Per il fisico Giorgio Parisi, Premio Nobel della Fisica (2021) la complessità è una situazione disordinata. Il disordine e la complessità sono strettamente uniti, perché la complessità odia l’ordine e allo stesso tempo il disordine è quello che permette al sistema di arrivare all’ordine.
L’autore, inoltre, descrive i numerosi viaggi di studio e i soggiorni, programmati con cura e collegati al lavoro, negli Stati Uniti, presso la Columbia University di New York, in California a Los Angeles e San Francisco, in Canada, da Calgary all’isola di Vancouver, in Cina a Pechino, a Shanghai, a Xi’an (dove ha visitato le statue sepolte dell’esercito di terracotta) studiando il cinese, a Parigi insieme a Daniella (che svolgeva il lavoro preparatorio per il suo dottorato seguendo un corso di Roland Barthes), a Ginevra e in tanti altri luoghi dove ha fatto amicizia con famosi fisici con i quali era un piacere collaborare e dai quali ha imparato molto.

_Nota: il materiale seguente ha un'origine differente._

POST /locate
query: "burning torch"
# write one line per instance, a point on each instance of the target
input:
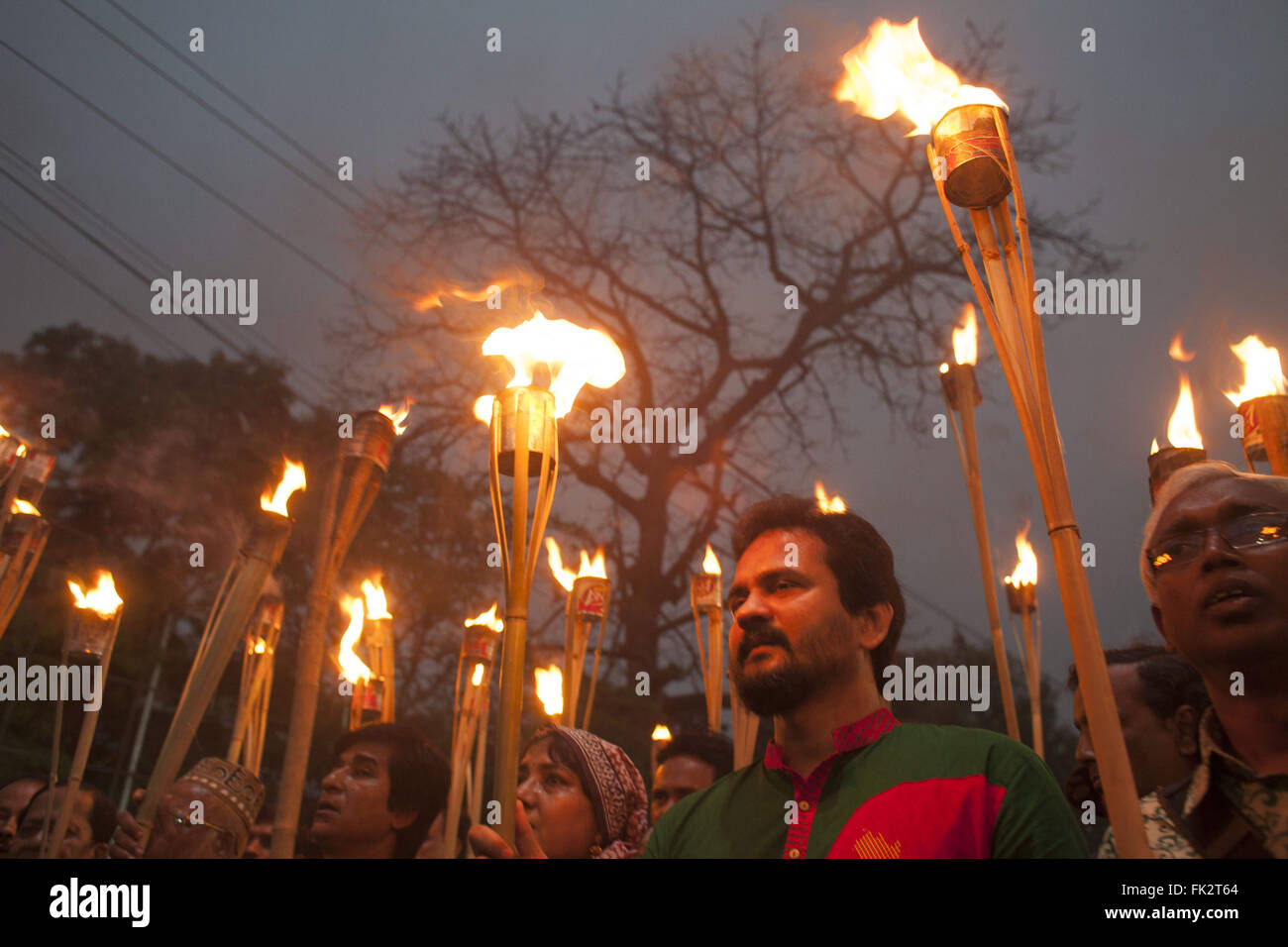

Per Parisi è necessario divulgare la scienza, comunicarla in maniera precisa, far capire come gli scienziati siano arrivati alle loro conclusioni, procedendo per intuizioni verificate faticosamente e lentamente, e adoperarsi per formare consenso attorno a una certa teoria o soluzione o comprensione del mondo. La praticità della scienza sta nella comprensione e nella possibilità di controllo della natura. Imparare i rudimenti del metodo scientifico, indurre curiosità verso il mondo, significa conoscere sé stessi, capire ciò che ci circonda e vivere da uomini liberi. La società ha il dovere di rendere possibile la scienza guidata dalla curiosità.

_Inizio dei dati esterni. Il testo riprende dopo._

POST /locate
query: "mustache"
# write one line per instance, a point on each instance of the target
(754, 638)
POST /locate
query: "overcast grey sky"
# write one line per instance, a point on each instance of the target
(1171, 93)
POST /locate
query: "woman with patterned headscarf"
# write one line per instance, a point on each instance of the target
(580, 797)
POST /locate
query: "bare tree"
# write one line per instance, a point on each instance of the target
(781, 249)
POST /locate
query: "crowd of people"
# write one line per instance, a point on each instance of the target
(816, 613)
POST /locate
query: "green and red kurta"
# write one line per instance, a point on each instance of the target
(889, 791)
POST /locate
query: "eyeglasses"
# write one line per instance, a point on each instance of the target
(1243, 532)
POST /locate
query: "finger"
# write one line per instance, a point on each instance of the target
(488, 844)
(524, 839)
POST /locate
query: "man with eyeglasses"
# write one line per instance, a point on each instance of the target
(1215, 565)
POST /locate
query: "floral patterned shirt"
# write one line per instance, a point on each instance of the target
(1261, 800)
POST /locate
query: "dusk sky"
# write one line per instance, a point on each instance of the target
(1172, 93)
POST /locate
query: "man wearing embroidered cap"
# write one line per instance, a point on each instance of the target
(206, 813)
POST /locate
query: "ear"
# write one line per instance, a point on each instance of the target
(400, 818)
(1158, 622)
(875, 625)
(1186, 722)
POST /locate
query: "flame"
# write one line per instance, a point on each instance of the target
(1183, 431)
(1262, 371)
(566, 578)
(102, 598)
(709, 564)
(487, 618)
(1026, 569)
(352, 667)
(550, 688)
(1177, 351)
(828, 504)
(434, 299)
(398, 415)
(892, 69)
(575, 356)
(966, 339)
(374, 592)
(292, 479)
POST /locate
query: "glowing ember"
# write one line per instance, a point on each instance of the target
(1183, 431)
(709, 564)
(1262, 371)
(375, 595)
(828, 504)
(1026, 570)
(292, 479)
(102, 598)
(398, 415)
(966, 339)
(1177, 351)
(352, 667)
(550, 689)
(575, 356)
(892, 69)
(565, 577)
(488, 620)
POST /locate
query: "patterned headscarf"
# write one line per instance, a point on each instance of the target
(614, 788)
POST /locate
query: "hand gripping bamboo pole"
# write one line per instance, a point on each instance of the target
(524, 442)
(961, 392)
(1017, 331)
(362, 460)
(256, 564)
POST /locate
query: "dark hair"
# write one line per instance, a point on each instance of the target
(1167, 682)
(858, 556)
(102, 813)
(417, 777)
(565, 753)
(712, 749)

Per il Premio Nobel, professor Giorgio Parisi cercare, come scienziato, di capire come funziona ciò che ci circonda, indipendentemente dal fatto che abbia o no un senso, è importante, perché il “senso” porta a una scala di valori fuori da ciò che è scientifico, osservabile e quantificabile. Le leggi della fisica, che sono empiriche, ci dicono il “come” e non il “perché”. Nelle scienze esatte l’incertezza, paradossalmente, è fondamentale.

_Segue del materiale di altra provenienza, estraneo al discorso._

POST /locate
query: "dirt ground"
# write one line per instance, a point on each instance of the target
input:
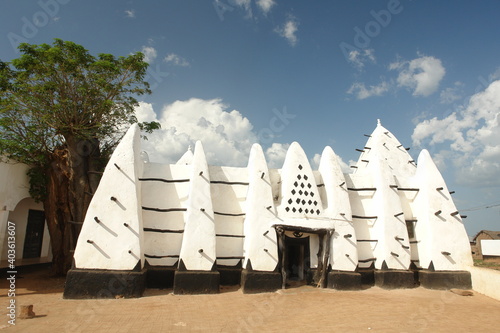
(292, 310)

Nelle ultime pagine dell’autobiografia, molto intense e stimolanti, sono le riflessioni sulla vecchiaia, sulla morte, sui sogni, sui miracoli, sulla felicità, che l’autore preferisce invece chiamare “contentezza”, dimostrandosi soddisfatto di ciò che ha fatto, e che andava fatto.
Il libro Gradini che non finiscono mai. Vita quotidiana di un Premio Nobel, con lieve e appassionato slancio scritturale, suggerisce e spiega che raccontarsi in prima persona può essere una piacevole esperienza narrativa inusuale e un “gioco” felice di manifestarsi al grande pubblico. La narrazione autobiografica tenta di dare forma “allegra” al caos esistenziale di un uomo lucido e simpatico, semplice e razionale, di uno scienziato geniale e scrupoloso e di restituire comprensibilità a quanto è complesso, come la vita dell’uomo.